What to consider when researching retirement village living contracts

Have you started researching making the move to a retirement village? If so, this article is here to help you navigate the different NSW government regulations, types of retirement village ownership options, and contract types you may need to consider before deciding on which village best suits your situation and plans.

Different retirement village operators offer a variety of ownership arrangements, including both registered and non-registered options. If you are looking at a village within New South Wales, then the contracts and regulations are governed by the Retirement Villages Act 1999 (NSW) and the Retirement Villages Regulation 2017.

These laws were established to safeguard retirees when purchasing or leasing a retirement property, while also regulating retirement operators to ensure transparent disclosure of all rules, regulations, entry costs, ongoing charges, and exit fees.

What should be in every contract?

According to the NSW Act and regulations, village operators must provide a standardised contract with clear and easily understandable terms and conditions. This ensures that if you are considering village living you can fully grasp what they’re committing to, including your rights and associated fees if you decide to change your plans, move out, or pass away.

Contracts must cover the type of ownership of the unit, entry costs, the settling-in period, recurrent charges, services and facilities, alterations and additions, repairs and maintenance, your share of any capital gain/loss (if relevant) and any departure fees. The contract by law must also include a disclosure statement, condition report, the village rules, and a full list of all the village services and facilities available to you as a resident.

It’s important to note that these contracts are quite complex and lengthy documents. If you’re considering a retirement village, it’s highly advisable to seek guidance from both a lawyer and your financial advisor. They can help you understand the risks and benefits outlined in the contract before you make any commitments.

Important clauses to consider when choosing your village

It’s important to grasp the type of ownership associated with the units in the community you are considering. The type of ownership determines the rights and responsibilities associated with your unit.

For example, St Agnes’ Village includes clauses such as rates and taxes, village rules, pets, use of premises, temporary guests, motorised mobility devices, contents insurance, enduring power of attorney or enduring guardian, rubbish, car parking, and breakdown of essential services, amongst others.

Registered Unit Ownership

Certain ownership types provide a registered interest (depending on the retirement village you’re considering), which could include:

● Owner of a lot in a strata scheme – you will become the proprietor of the unit via a sale of land contract.

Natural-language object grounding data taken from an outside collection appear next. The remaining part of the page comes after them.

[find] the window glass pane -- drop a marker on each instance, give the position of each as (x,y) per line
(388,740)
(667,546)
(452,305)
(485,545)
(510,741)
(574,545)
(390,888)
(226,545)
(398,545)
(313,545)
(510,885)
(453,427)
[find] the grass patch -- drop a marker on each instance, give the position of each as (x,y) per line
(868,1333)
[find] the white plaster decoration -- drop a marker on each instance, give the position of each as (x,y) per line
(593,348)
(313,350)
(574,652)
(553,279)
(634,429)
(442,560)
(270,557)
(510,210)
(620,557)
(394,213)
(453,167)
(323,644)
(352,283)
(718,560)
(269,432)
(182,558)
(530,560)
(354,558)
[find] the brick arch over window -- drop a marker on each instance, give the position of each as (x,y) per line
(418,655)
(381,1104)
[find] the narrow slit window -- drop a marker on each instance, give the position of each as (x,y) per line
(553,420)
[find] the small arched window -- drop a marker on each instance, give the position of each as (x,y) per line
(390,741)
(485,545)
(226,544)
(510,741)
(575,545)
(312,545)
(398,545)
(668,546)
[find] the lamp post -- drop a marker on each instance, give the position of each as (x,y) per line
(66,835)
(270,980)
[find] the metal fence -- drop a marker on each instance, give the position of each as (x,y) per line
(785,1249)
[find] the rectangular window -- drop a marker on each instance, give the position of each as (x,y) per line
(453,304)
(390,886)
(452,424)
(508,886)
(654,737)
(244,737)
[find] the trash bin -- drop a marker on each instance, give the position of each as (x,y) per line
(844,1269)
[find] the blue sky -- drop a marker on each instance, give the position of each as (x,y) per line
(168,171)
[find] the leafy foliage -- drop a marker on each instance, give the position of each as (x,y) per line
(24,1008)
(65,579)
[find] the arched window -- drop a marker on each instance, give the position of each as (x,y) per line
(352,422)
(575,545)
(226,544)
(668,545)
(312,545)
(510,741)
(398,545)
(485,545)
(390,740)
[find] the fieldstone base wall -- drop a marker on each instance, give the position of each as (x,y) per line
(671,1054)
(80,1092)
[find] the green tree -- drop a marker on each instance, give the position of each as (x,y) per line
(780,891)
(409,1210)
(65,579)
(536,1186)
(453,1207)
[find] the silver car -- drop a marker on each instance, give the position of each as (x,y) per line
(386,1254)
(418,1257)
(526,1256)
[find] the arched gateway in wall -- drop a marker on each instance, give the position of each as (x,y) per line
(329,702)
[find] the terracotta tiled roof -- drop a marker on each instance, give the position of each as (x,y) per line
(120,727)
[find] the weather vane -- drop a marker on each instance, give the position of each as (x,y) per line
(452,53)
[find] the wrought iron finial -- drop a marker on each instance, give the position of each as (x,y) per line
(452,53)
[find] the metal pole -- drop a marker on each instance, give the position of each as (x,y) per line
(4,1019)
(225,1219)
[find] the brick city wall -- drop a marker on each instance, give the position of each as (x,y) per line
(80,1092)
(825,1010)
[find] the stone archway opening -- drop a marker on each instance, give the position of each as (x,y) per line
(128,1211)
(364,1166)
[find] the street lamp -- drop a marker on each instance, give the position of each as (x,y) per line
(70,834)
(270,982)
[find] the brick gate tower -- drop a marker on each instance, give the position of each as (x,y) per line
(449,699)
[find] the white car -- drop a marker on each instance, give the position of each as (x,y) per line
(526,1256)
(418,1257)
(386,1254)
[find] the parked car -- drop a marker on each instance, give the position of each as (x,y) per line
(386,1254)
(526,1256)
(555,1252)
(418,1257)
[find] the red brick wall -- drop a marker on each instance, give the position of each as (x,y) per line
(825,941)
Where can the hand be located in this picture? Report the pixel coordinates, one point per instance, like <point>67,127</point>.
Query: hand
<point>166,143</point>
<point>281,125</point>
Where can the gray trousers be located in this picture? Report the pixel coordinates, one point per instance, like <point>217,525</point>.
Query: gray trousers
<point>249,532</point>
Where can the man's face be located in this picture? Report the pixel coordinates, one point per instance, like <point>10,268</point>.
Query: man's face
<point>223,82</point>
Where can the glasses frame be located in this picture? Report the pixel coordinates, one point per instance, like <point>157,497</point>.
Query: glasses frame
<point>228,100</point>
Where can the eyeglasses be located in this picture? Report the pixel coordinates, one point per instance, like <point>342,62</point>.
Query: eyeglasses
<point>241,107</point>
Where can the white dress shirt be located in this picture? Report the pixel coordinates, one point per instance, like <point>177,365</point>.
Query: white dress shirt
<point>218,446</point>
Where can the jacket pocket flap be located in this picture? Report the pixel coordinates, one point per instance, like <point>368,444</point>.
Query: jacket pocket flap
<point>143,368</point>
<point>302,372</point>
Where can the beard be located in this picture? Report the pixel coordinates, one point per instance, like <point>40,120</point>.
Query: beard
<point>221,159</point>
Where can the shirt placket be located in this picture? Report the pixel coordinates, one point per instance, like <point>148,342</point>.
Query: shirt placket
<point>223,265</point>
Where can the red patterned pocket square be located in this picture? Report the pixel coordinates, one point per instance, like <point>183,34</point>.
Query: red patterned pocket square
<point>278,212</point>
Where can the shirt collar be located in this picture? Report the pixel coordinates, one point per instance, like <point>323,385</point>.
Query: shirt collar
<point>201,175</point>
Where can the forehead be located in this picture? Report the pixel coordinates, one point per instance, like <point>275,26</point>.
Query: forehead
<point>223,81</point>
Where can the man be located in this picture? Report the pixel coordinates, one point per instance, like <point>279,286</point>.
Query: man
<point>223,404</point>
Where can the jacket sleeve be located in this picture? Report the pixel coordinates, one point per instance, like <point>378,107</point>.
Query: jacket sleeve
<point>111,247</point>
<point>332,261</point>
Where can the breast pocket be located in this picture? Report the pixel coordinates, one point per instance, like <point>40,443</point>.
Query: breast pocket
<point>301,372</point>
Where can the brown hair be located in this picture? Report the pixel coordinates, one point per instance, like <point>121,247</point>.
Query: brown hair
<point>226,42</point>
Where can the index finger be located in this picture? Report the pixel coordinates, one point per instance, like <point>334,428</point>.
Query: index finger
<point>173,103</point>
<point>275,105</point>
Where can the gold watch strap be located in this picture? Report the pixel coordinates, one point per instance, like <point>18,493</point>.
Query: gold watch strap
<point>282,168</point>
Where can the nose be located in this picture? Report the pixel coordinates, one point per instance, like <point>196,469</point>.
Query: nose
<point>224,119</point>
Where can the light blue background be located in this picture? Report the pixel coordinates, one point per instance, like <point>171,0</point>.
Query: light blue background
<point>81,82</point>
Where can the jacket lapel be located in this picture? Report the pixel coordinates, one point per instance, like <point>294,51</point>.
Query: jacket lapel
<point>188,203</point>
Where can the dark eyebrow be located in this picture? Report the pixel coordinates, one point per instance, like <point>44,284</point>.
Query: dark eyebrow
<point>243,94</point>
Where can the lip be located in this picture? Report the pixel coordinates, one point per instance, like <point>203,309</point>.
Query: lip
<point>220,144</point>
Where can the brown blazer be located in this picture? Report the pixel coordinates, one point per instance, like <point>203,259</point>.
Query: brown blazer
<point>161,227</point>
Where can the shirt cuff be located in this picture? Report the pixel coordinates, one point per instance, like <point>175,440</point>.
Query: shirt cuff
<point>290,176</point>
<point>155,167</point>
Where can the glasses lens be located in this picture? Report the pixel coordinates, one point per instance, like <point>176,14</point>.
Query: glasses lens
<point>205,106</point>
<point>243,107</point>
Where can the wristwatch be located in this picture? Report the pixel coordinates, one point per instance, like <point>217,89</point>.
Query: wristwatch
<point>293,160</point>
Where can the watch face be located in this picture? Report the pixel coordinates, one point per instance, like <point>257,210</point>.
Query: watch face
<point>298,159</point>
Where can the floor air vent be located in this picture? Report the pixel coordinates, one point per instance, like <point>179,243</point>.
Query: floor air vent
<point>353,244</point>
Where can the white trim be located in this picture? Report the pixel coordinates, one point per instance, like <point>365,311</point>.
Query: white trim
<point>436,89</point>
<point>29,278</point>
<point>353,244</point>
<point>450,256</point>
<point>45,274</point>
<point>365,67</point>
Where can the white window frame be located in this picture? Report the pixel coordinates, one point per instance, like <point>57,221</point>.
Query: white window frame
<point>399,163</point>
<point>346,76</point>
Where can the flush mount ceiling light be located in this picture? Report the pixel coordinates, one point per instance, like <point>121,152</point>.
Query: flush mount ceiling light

● Owner of shares in a company title scheme – if the village is owned by a company, you must buy shares of the company to become one of the owners of the scheme that owns your unit. This gives you the right to occupy the unit.

● Owner of a lot in a community land scheme – you will become the proprietor of the unit via a sale of land contract.

Understanding your rights concerning the unit is very important. It impacts your ability to sell, including when and how you can do so, as well as the fee structure, including any applicable exit fees if you decide to leave the village.

Registered long-term lease – you’ll be a registered lessor of the unit, for 50 years or more. This is known as a leasehold interest. You will be entitled to 50% or more of the capital gain.

It’s very important to understand the rights that you have with the unit. This will affect your ability to decide when and how you can sell, as well as the fee structure which will apply, including any exit fees that will apply if or when you choose to leave the village.

Unregistered Unit Ownership

● Loan and Licence – some retirement villages (usually those that are not-for-profit such as church or charity-organised villages) offer units for loan and licence, rather than for purchase or leasehold. In this case, you do not own the premises. The village grants you the right to occupy the premises as a non-registered interest holder

● A loan and licence arrangement means you pay an ongoing contribution to the owner (usually by way of an interest-free loan) part of which is non-refundable as a donation to the gift or charity. Regular recurrent charges will also be payable with this arrangement.

● Rental arrangement – just as you would lease a home or unit from a real estate agent, some retirement villages allow you to lease a unit in the usual way via a form of residential tenancy agreement. For further details about retirement village contracts visit the NSW Fair Trading website. At the NSW Fair Trading retirement village calculator webpage you will find a very helpful calculator which can assist in estimating all the costs involved in moving into (and out of) a retirement village.